A Certain Lack of Coherence: Writings on Art and Cultural Politics. - book reviews

ArtForum, Summer, 1994 by Bell Hooks

A Certain Lack of Coherence: Writings on Art and Cultural Politics, by Jimmie Durham, ed. Jean Fisher. London: Kala Press, 1993. 255 pp. 18 illustrations. $18.95.

An insightful essay is like that cut on your favorite record, tape, or CD that you play over and over again 'cause it sounds so good. And Jimmie Durham's collection has its share of good cuts. A Certain Lack of Coherence merges passionate revolutionary commitment to social justice and transformation with an awesomely intense devotion to making art. The clarity of purpose in his writing confronts and challenges the reader.

Through his work as an activist in the struggle for Native American rights, and from his experience of crossing the borders between the world of his Cherokee family and community of origin into a broader social context, Durham has garnered an expansive critical awareness of the interconnectedness between cultural practices and the politics of domination. In "Creativity and the Social Process" he offers his credo for making art: "I think the purpose of art is to help people interpret their world so that they may be better able to change it in positive ways." In opposition to the kind of privatized vision of art that privileges the individual's own relationship to his or her work and suggests no desire for any more interactive art process, Durham challenges us to consider how our understanding and engagement with art would change if art were recognized as part of a "social dialogue," if we could accept art as existing for "the purpose of critical social interpretation." His challenge is a critical intervention in the assumptions that overdetermine artistic practice and the valuation and marketing of art.

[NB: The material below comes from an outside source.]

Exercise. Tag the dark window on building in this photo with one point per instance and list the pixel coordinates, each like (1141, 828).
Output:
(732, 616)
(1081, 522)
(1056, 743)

When speaking of artistic production, Durham talks to everyone, but a number of essays in this collection are clearly addressed to a white audience, as when Durham announces, "I feel fairly sure that I could address the entire world if only I had a place to stand. You have made everything your turf. In every field, on every issue, the ground has already been covered." His engagement in critical dialogue with this audience does not exclude nonwhite readers, it simply requires that they consciously situate themselves: we can either enter these texts as voyeurs watching the spectacle, or we can choose sides. Durham's essays (like some of my own) generate a feeling of disease in the reader because he is not content to have us passively consume his thoughts. The style of the writing contests, interrogates, and demands. One clear demand is that we know what side we are on, what causes we are willing to stand up for, whether we have any commitment to social change that would lead us to sacrifice, give up, surrender, [Incomplete Text in Original Publication]

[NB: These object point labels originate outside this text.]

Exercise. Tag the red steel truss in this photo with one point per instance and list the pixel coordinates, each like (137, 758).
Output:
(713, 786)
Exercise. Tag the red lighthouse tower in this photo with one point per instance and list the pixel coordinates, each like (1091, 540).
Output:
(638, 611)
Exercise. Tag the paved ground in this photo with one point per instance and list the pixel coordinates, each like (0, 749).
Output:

Durham understands firsthand need for coalition across differences of culture, nationality, ethnicity, race. Not only does he share a perspective with the diasporic black liberation struggles that shaped and informed his work, he is able to critique the failings of those struggles. Although his polemical writing is fully engaged with his Native American cultural legacy, Durham cautions against a narrow understanding of self and identity. His critique of notions of authenticity resonates for all marginal groups who are struggling to reclaim the space of our history and resistance, and who, in the process, overvalorize our cultures of origin in ways that produce serious critical blind spots. Challenging the narrow nationalist notions that invite marginal groups to invest in ideas of purity and authenticity that simply mirror the destructive Eurocentric cultural imperialism we would resist, Durham concludes A Certain Lack of Coherence by admonishing Native Americans, and all of us who occupy spaces outside the white mainstream, to remember that "we are from the past, but we echo and reverberate in the present. What a responsibility! It is necessary that, with great urgency, we all speak well, and listen well. We, you and I, must remember everything. We must especially remember those things we never knew. Obviously that process cannot begin with longer lists of facts. It needs newer, and much more complex, kinds of metaphors. Perhaps we must trust confusion more, for a while, and be deeply suspicious of simple stories, simple acts." This call for critical vigilance--in the making of art, the revisioning of history, and the creation of a culture of resistance--can be heard throughout Durham's work, in his art, in these essays.